Durham poured another round, coffee for himself and the colonel, chocolate for Jervaulx and Maddy.
“I’ve been considering. I think we’ve got a little time before they draw our cover. With no one likely to have seen you get away, it might be all morning before they decide to look beyond the streets about the chapel. Even if they think of me so soon, they’ll do no more than send a query round, I’ll wager—and Mark can fob that off all right. But for the long run, we must smuggle you both out of town.”
“Out of town? The duke—yes, I think that’s excellently sensible. But I must return to my father.”
“Do you think it wise?”
“It matters not if it’s wise—I must.”
“Well. We’ll think of a story then. You tried to keep up with the duke, but lost him.”
“But—”
“That should satisfy even this Gill fellow, eh? Pressed upon by the horses and overran the scent. St.
James’s was his point, but you lost him among the thickets in Picadilly. Leave the rest to us—and a rare great lady you are, Miss Timms, for bringing him out of that fix, if I may be allowed the compliment.”

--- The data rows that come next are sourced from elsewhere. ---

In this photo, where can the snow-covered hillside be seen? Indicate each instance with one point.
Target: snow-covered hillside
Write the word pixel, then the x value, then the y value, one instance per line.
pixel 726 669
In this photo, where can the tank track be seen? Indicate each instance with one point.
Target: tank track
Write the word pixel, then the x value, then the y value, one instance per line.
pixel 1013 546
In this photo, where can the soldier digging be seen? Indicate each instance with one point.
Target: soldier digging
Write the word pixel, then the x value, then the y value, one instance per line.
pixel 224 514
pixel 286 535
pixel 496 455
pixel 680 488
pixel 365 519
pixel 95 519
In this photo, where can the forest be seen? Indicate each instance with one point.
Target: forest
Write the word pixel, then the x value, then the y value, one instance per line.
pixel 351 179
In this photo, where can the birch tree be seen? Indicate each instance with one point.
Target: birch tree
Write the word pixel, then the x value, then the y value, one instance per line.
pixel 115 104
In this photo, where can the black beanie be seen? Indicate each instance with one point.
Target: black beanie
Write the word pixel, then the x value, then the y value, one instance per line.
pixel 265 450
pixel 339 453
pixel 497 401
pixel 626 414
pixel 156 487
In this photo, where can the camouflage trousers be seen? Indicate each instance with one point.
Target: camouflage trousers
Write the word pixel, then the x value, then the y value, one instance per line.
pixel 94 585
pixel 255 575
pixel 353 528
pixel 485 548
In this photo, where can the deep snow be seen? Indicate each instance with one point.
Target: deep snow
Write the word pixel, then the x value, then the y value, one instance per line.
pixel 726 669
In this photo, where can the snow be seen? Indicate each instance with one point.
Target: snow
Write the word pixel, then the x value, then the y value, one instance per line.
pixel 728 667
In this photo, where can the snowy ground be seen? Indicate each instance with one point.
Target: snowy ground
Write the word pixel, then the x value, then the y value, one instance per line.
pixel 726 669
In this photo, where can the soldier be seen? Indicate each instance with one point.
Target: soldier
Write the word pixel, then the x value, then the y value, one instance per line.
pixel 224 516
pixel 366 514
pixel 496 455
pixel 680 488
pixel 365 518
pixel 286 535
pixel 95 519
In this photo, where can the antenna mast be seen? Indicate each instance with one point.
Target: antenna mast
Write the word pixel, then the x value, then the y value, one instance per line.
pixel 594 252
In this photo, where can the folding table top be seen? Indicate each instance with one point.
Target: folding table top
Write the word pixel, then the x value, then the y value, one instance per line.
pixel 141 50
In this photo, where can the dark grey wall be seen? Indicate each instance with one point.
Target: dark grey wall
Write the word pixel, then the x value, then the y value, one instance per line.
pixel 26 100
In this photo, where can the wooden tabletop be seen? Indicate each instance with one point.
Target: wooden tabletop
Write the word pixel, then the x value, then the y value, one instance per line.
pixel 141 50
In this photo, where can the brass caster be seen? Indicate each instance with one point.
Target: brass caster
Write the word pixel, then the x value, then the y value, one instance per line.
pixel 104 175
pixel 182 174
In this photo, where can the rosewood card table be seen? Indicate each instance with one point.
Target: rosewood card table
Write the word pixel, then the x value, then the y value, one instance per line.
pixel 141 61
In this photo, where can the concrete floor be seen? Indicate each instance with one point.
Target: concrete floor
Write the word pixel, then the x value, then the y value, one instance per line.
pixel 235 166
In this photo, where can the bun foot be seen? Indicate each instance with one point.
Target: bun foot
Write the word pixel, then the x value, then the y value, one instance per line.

“I thank thee, but—I can’t say those things,” Maddy protested.
“Why not?”
“They are not true.”
“Of course they aren’t true. Where would we be if you were to tell them the truth?”
“I can’t tell them falsehoods.”
Durham gave her a queer look. “You must, my dear. Just a small falsehood. A very white lie.”
“I can’t. I can’t lie.”
“You can’t lie?” Colonel Fane echoed. He and Durham were gazing at her as if she were a disturbing illusion that had just crystallized out of the mist in front of them.
“No,” she said. She might have thought, wickedly, of deceiving Lady de Marly, perhaps even Cousin Edward—but she couldn’t imagine lying to her father—or to Richard Gill, whose whole demeanor was a public testimony to walking in the Life. “It’s not our way,” she said helplessly. “I cannot do it.”
“But—what will you say, then?”
She bit her lip. “If they ask me—I must answer truth.”
“You can’t lie.” Durham fixed her with a hard look. “Not even in this one case—to save a man’s neck?”
“It should be—what God wills. To lie is to make it my will. But… after I leave—thou canst take him away, and I can say truthfully that I don’t know where he is.”
“Why, thank you. That leaves you quite in the clear, don’t it? And when they ask you where you last saw him, I’ll find myself hauled up before a magistrate.”
She lowered her eyes.
“All right. Just… give me time to think. Let me think.” He steepled his hands over his coffee cup. “You must go back directly. Why must you go back directly?”